4話 喰らう
暗い意識の底に、白い部屋が浮かんでいた。
(……誰かいるのか?)
「ほう、私の存在に気づいたか」
振り返ると、自分と同じ顔をした青年が立っていた。瞳には光がなく、年齢不相応な重みをまとっている。
(君は誰だ?)
「名前か……まあ、001とでも呼んでくれ」
指が鳴った瞬間、視界に過去の断片が流れ込む。超人的な戦闘、鋭い剣技、血の匂い。
「お前はまだ気づいていない。この身体は本来、私の世界で最強と謳われた器だ。だが今はお前が主人格……宝の持ち腐れだな」
(なら、その動きを教えてくれないか?)
「記憶は私のものだ。身体の使い方は伝えられるが、技そのものは渡せない。ただ補助ならしてやれる。それだけだ」
その声が遠のくと同時に、白い部屋は闇に溶けていった。
――目を開ける。
「……ななし、大丈夫か?」
スレイムが膝枕をしていた。恐怖と安堵が入り混じる目で、こちらを覗き込んでいる。
「僕は……何があった?」
「記憶が、ないのか?」
「……うん」
スレイムは短く息を吐いた。
「立てる? この場所を調べよう」
そこは洞窟というより、研究施設に近かった。壁には奇怪な数式や魔術式が走り、見知らぬ薬品や鉱石が並ぶ。標本になった魔物の骸が並び、異様な空気が漂っていた。
「ここ……施設みたいね」
スレイムが机の上の紙束を広げる。
「“放穴中層 魔術兵装試験区画”……この魔石に魔力を込めると60階層まで転移可能、と書いてあるわ」
二人は手分けして周囲を調べながら、先ほどの戦いの話に触れた。
「ななし、あの剣技は何だった? 私でさえ目で追えなかった」
「……ごめん、覚えてない」
「そう……」スレイムは俯くが、無理に笑顔を作った。「じゃあ、ゆっくり思い出せばいいさ」
ななしはスレイムから魔法・魔術の基礎を学び、001の助言を受けつつ、倒した狼を解体し始めた。
「とりあえず食糧を確保しないとな」
スレイムは魔力で焚き火を灯し、肉を焼く。紫がかった脂がじゅっと弾け、鉄と甘い匂いが混ざる。

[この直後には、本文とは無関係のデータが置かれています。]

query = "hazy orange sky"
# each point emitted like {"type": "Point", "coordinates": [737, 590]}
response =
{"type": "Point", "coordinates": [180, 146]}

「……一応焼いたけど、これは普通の人間が食べたら死ぬわ。魔力が体中に詰まっていて、身体が耐えられないの」
「でも、匂いは悪くないな」
腹を押さえながら、僕は半ば無意識に手を伸ばした。
「やめなさい、本当に危ないから!」
だが、一口かじった。肉は思ったより硬く、鉄の味と微かな甘味が舌を刺す。喉を通ると胸の奥が脈打ち、体温がじわりと上がっていく。
「……いける。普通の肉みたいだ……いや、体が温かくなる」
スレイムの目が見開かれる。ためらいながら、自分の前の肉にほんの一口かじりつく。吐き気を覚えるかと思いきや、むしろ身体が軽くなる感覚がした。
「……平気、みたい」
二人は顔を見合わせた。焚き火のぱちぱちという音だけが響く中、世界の常識が静かに崩れていくのを感じていた。
「ななし、お前は何者だ……」
スレイムは焚き火越しに呟く。その瞳にはどこか懐かしさが浮かんでいた。
「……僕もわからない。ただ今は、生きてみたいんだ」
この放穴は百階層あり、ここは中間エリア。かつてここで武器や魔術の研究・改造が行われていたらしい。机の上の魔石の指示どおりに魔力を込めれば、60階層まで転移できると書かれていた。
この部屋には服や改造魔石道具、武器が揃っていた。装備を整え、スレイムはななしに剣術と魔術の基礎を、001は同時に体の動かし方をそれぞれ教え込む。
準備を終えた二人は、静かに決意を交わし、この部屋から抜け出した。